Gyantse horse race & archery (May or June):
Horse race and archery are very popular outdoor sports in Tibet. It was in Gyantse that Horse Race festival started in the early 1400s for the first time and since then it has gained much popularity all over in Tibet. In early times games included horse race, archery and shooting on run followed by a couple days' excitement or picnicking. But, nowadays ball games, athletic contests, folk songs and dances, barter trade are held in addition to horse race and archery. People sell their merchandise in the stalls.
Shoton festival (August):
It is the opera festival and known to be one of the most popular festivals in Tibet. In ancient times devout Tibetans are believed to have gone into mountain hermitages where yoghurt was served for meal followed by amusing folk songs and dances. Since 7th century, opera festivals were held for several days at Norbu Lingka. These days, opera contests and distribution of prizes are held for seven days.
Harvest festival (September):
Harvest festival,, also called Ongkor in Tibetan, a great event mainly celebrated in countryside to pray for a good harvest. On this occasion, farmers wear their best clothes, carry harvest pagodas made of the ears of highland barley and wheat and move around their fields beating drums, chanting religious songs and dancing. Later they assemble in a place and drink Chhang (Tibetan alcoholic beverage made of barley, rice or millet) and yak butter tea. In some areas, different activities are organized, such as horse racing, archery competitions and performances of Tibetan Opera. After the Harvest festival, farmers are caught up with reaping their crops
The Bathing Festival goes on for one week in the early part of the seventh month. It is accepted when the sacred planet Venus shows up in the sky, the water in the river changes over and pure healing water good for cure of. Legend has it that disease was far reaching, prompting to great suffering of the people. The Avalokitesvara, one of the Buddhist divinities, emptied sacred water into the rivers of Tibet. Subsequent to washing in the rivers, people recuperated inexplicably from their diseases. Following the time when, right now consistently, people bathe themselves in rivers. This custom has been handed down from generation to generation and later it gradually developed into a festival. It is believed that river baths during this week will not just clean the body, but also wash away potential diseases..

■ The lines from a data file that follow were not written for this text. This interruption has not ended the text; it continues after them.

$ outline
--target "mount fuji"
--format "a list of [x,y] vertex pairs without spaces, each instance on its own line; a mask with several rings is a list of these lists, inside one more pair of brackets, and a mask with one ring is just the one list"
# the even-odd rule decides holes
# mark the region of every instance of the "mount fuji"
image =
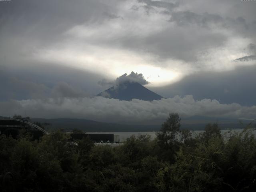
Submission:
[[163,97],[150,91],[138,82],[126,82],[115,85],[96,96],[130,101],[137,99],[145,101],[160,100]]

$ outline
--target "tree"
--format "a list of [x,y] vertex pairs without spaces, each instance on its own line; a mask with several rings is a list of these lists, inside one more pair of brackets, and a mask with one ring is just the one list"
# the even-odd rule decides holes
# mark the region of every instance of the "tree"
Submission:
[[177,113],[169,114],[166,121],[164,122],[160,132],[156,134],[158,142],[161,151],[159,155],[171,162],[174,160],[175,151],[178,149],[176,135],[180,131],[181,119]]
[[160,134],[162,135],[160,137],[164,138],[165,142],[172,143],[176,140],[176,134],[180,131],[181,120],[181,118],[178,113],[170,113],[169,114],[169,117],[162,124],[160,129],[162,132]]

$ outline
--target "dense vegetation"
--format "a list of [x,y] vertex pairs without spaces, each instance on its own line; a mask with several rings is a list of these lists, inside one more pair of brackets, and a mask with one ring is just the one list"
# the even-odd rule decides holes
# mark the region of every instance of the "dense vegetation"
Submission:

Changtang Chachen horse race festival (10th August):
It is the most popular festival of northern Tibet taking place amidst the high season on the grassland with yellow flowers, a great many herders throng to Nakchu riding fine horses, and conveying local products for trade. They form into a city of tents in south of Nakchu town. There are then held thrilling horse races, archery contests and demonstrations of horsemanship. Songs and dance troupes from all part of Tibet add the enjoyable atmosphere to this event.
On the fifteenth day of the sixth Tibetan month, 25 valuable articles having a place with Ganden monastery, which are ordinarily secured in their treasure house, are shown in the main hall of the monastery. An amazing offering service goes with the showcase. These articles consist of the images of the sixteen Arhats, Akshobhya, the secret assembly, the four great kings, the Upasaka and Hashang image.
The Butter Lamp Festival
The Butter Lamp Festival is held on Oct 25th of the Tibetan Calendar is another most important religious festival for Tibetans. It is celebrated to commemorate the death of Tsong Khapa, the founding father of Gelugpa Sect of Tibetan Buddhism. During that day Monks would burn countless yak butter lamps and a bowl of pure water within the temples and their houses, which brighten so much the shrines. The devout Tibetans would circumambulate and burn fragrant incenses to worship the Buddha.